Balance Your Life: Studies, Work & Friends

Let me be honest - being a CS student is a lot. Between debugging at 2am, trying to stay on top of labs and assignments, picking up shifts at work, and somehow still being present for your friends, it can feel like there's never enough hours in the day. Over time, I've learned that balance isn't something that just happens - it's something you actively design.

Here's what's worked for me.


Get Clear on Your Priorities First

Before you can manage your time, you need to know what actually matters to you right now. Ask yourself: what are the non-negotiables this week? For me, it's usually a mix of upcoming deadlines, work shifts, and at least one social plan to look forward to.

A simple trick I use is a quick priority triage every Sunday night:

  • 🔴 Urgent & important - a project due Wednesday, a test on Friday
  • 🟡 Important, not urgent - reviewing lecture notes, working on a side project
  • 🟢 Nice to have - exploring a new framework, reorganizing my notes

Once you see it laid out, it's easier to say no to things that don't fit.


Own Your Calendar - Don't Just React to It

This was a game-changer for me. I used to just react to deadlines as they came. Now I block time proactively in Google Calendar (or whatever works for you).

Here's a rough template I follow:

  • Morning blocks: Focused study or coding time - brain is fresh, fewer distractions
  • Afternoon: Classes, labs, or lighter review tasks
  • Evening: Work shifts, or social time (protect this - it matters more than you think)
  • Sunday: Weekly review - what did I accomplish?
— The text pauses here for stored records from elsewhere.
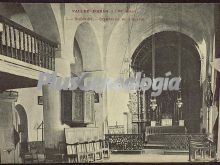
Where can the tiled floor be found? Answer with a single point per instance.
(147, 156)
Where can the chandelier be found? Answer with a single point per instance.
(153, 103)
(179, 102)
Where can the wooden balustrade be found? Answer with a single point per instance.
(25, 45)
(125, 142)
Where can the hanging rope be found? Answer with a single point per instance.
(153, 43)
(179, 38)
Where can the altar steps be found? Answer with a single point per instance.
(155, 145)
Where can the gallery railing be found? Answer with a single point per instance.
(25, 45)
(125, 142)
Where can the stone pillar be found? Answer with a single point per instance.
(128, 122)
(218, 142)
(8, 151)
(53, 127)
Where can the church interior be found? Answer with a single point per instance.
(113, 41)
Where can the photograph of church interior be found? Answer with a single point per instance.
(111, 41)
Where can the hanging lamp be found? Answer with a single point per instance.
(153, 101)
(179, 102)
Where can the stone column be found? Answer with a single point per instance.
(128, 122)
(8, 151)
(53, 127)
(218, 142)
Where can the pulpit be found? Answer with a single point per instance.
(77, 107)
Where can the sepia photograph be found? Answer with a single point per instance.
(109, 82)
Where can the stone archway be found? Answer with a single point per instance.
(167, 47)
(23, 128)
(125, 37)
(89, 47)
(23, 122)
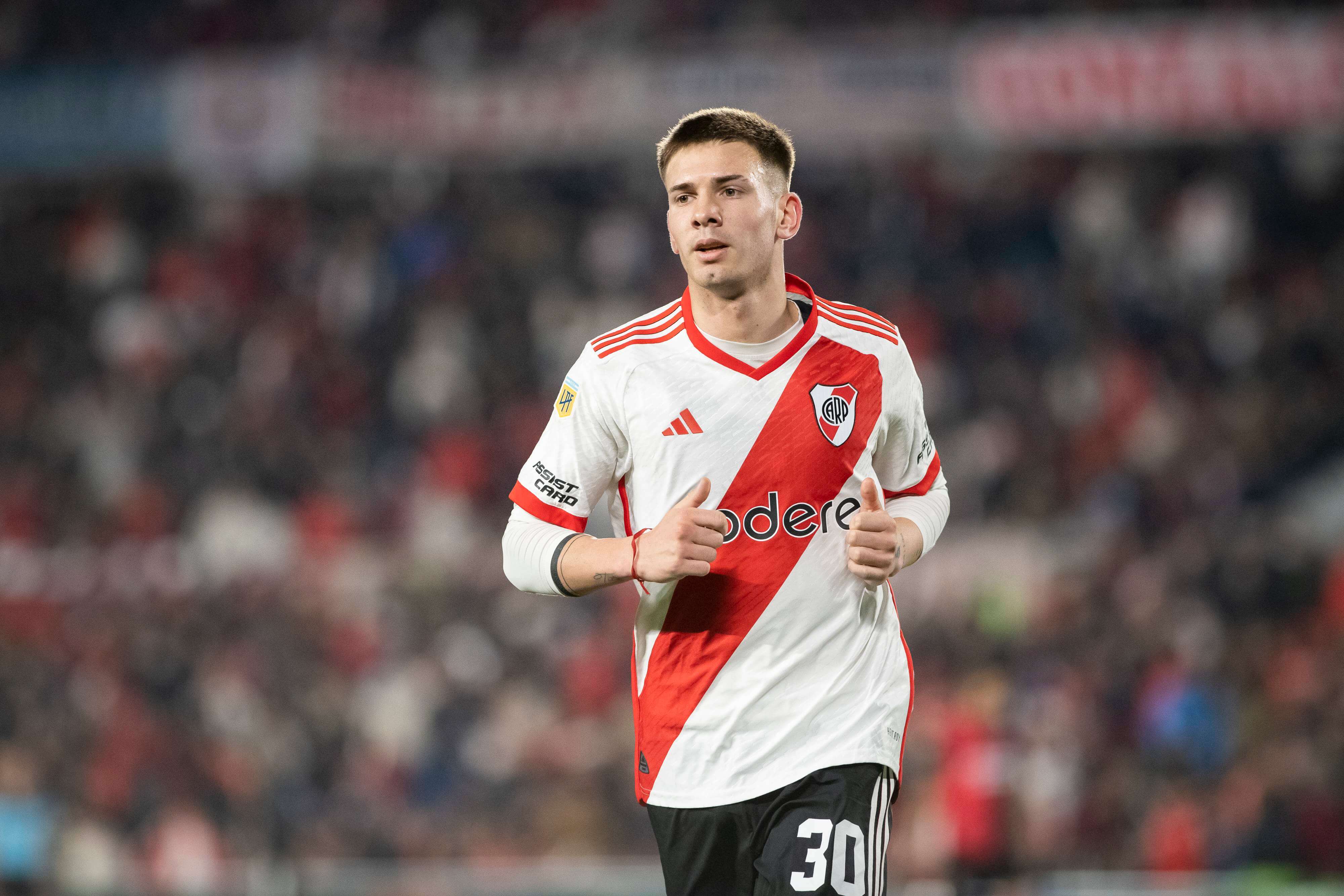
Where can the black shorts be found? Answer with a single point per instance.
(826, 834)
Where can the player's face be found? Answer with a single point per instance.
(726, 214)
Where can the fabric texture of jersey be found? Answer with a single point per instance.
(780, 662)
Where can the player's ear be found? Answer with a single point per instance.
(791, 215)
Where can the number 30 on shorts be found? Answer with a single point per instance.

What's ahead?

Color-coding helps too. I use one color for school, another for work, and another for personal time. If one color completely dominates your week, something's off.

CS-specific tip: Time-block your coding assignments early. A data structures assignment that looks "fine" on Sunday can spiral into 5 hours by Tuesday night. Front-load it.


Study Smarter With Group Sessions

One of my favourite parts of studying CS is doing it with other people. Group study sessions aren't just about dividing work - they're about building understanding together.

Some formats that work well:

  • Paired debugging: Two heads are genuinely better than one when you're stuck on a segfault or a logic error
  • Teach-back sessions: Explain a concept to a peer. If you can't explain it clearly, you don't understand it yet
  • Mock problem walkthroughs: Pick a LeetCode problem and solve it together, talking through your reasoning aloud

These sessions also double as social time - you get your studying done and spend time with friends. Win-win.


Protect Your Personal Time Like a Meeting

This sounds obvious but it's hard to actually do. Schedule your downtime the same way you schedule your study sessions. If Friday night is movie night with your friends, block it in your calendar and treat it like a commitment.

Burnout is real - and it sneaks up on you in the middle of term. Giving yourself permission to genuinely rest, laugh with friends, or just do nothing for an hour is not laziness. It's how you stay sustainable for the whole semester.


The Internet Is Your Best Free Resource

Beyond campus, there's an enormous amount of material online that can help you stay organized and sharp as a CS student. A few things I genuinely use:

  • YouTube - Channels like Fireship, CS Dojo, and Coderized break down complex concepts in minutes. Great for when you need a second explanation of something from class.
  • Reddit - Subreddits like r/learnprogramming and r/cscareerquestions are full of honest advice from students and developers at every level.
  • Notion / Obsidian - Free tools for building your own second brain. I keep all my notes, weekly plans, and project trackers in one place. Obsidian especially is popular in the CS community for linking ideas together.
  • GitHub - Start committing your school projects early. It builds good habits and gives you something to show employers later. It's also a great way to explore how other people structure their code.
  • Podcasts - Syntax.fm (web dev focused) and CS50's podcast are good for passive learning during commutes.

The internet is basically an infinite textbook - the trick is being intentional about how you use it rather than just falling down rabbit holes.


Final Thought: Balance Is Dynamic

You won't nail this every week. Some weeks your academics need everything you've got. Other weeks, you'll have space to breathe. The goal isn't perfect balance all the time - it's catching yourself when things get too skewed and making small adjustments before they become big problems.

Build your systems, check in with yourself weekly, and don't forget that you're more than your GPA.